Ironically, a third factor helped conservatives: voter-approved public funding of elections. Businesses lost their moderating sway on the GOP as grass-roots challengers used state money to finance their campaigns. Social conservatives won Republican primaries and swept out moderates.
Then came Obama’s election, the national Democratic blowout of 2008 and swiftly expanded federal spending. Arizona conservatives were even more energized, said Jay Tibshraeny, a centrist Republican state senator who was stripped of his committee chairmanship by conservatives.
Tibshraeny, who becomes mayor of the Phoenix suburb of Chandler this week, cautioned against blaming the shooting on the state’s political dialogue. Still, he argued that a troubled person like Loughner could be influenced by the lack of civility in public life.
“Let’s not give fodder to the people out there who do not have the mental capacity to deal with these things,” Tibshraeny said.
Loredo, the Democrat, was pessimistic the state’s ascendant conservatives would dial back their rhetoric or positions after the shooting. “There are political benefits to being as extreme as they are,” he said. “It’s gotten them into the game and given them titles.”
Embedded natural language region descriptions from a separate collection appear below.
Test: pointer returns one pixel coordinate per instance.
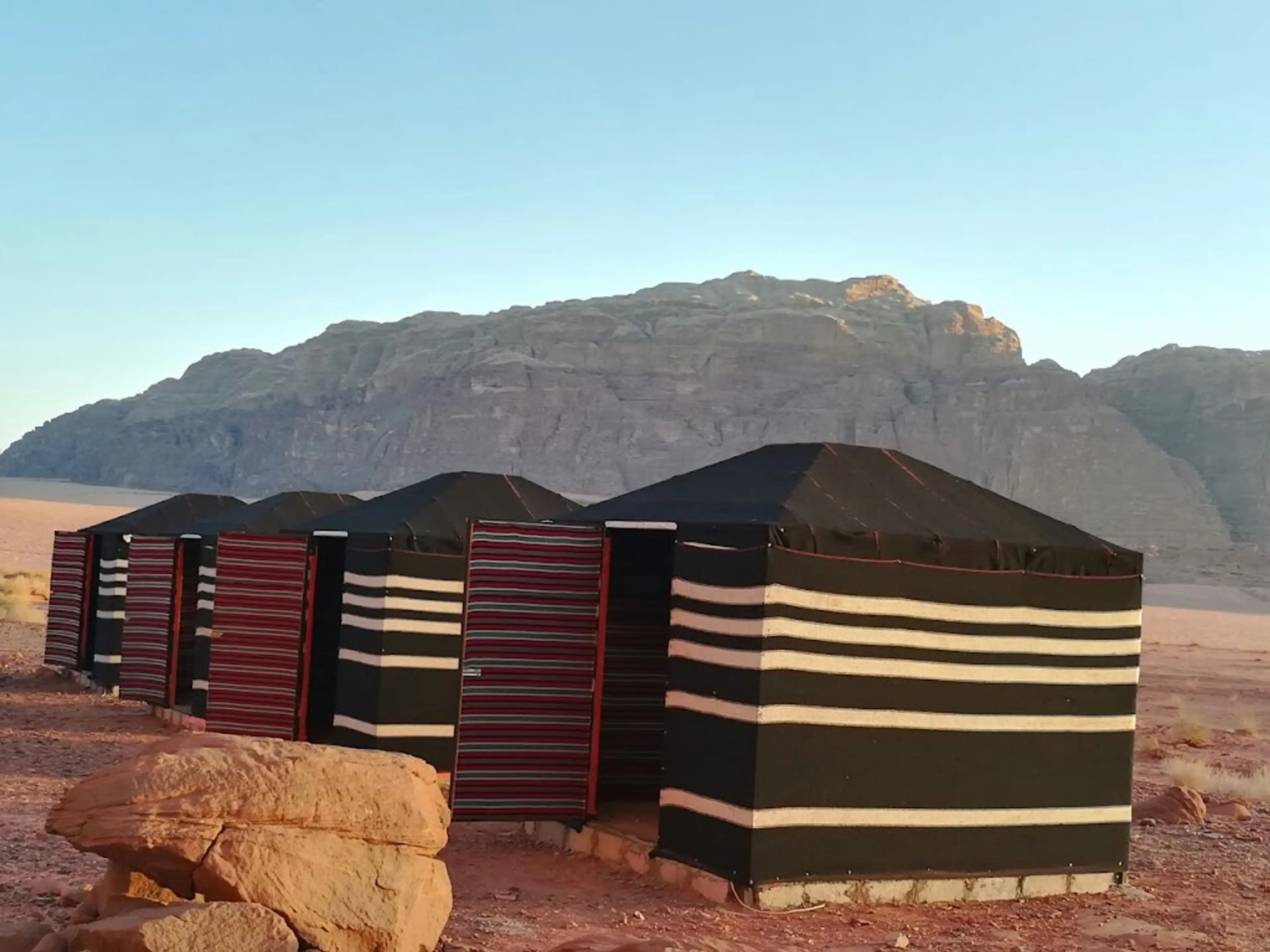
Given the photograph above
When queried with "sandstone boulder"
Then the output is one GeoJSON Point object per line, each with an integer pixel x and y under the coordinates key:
{"type": "Point", "coordinates": [22, 937]}
{"type": "Point", "coordinates": [1176, 805]}
{"type": "Point", "coordinates": [189, 927]}
{"type": "Point", "coordinates": [160, 812]}
{"type": "Point", "coordinates": [340, 842]}
{"type": "Point", "coordinates": [337, 895]}
{"type": "Point", "coordinates": [1231, 810]}
{"type": "Point", "coordinates": [121, 884]}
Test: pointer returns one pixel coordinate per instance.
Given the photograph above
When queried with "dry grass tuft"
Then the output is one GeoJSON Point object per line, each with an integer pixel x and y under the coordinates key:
{"type": "Point", "coordinates": [1220, 782]}
{"type": "Point", "coordinates": [1191, 729]}
{"type": "Point", "coordinates": [1151, 748]}
{"type": "Point", "coordinates": [22, 596]}
{"type": "Point", "coordinates": [1248, 724]}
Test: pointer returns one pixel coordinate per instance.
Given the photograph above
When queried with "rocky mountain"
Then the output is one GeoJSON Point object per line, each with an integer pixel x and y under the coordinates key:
{"type": "Point", "coordinates": [1166, 451]}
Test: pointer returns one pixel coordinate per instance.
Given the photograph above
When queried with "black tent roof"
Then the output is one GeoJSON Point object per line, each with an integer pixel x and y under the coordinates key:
{"type": "Point", "coordinates": [168, 517]}
{"type": "Point", "coordinates": [284, 511]}
{"type": "Point", "coordinates": [863, 502]}
{"type": "Point", "coordinates": [434, 515]}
Humphries, the tea party organizer, also doesn’t see moderation as likely. He noted that Arizona conservatives immediately condemned the attack, only to be blamed for it later. Such accusations are hurtful, said Humphries, who lives three blocks from the shooting scene and whose neighbor Dorwan Stoddard was killed in the rampage.
“It’s going to inflame people on the right.... You can’t be kicked in the head too many times before you kick back.”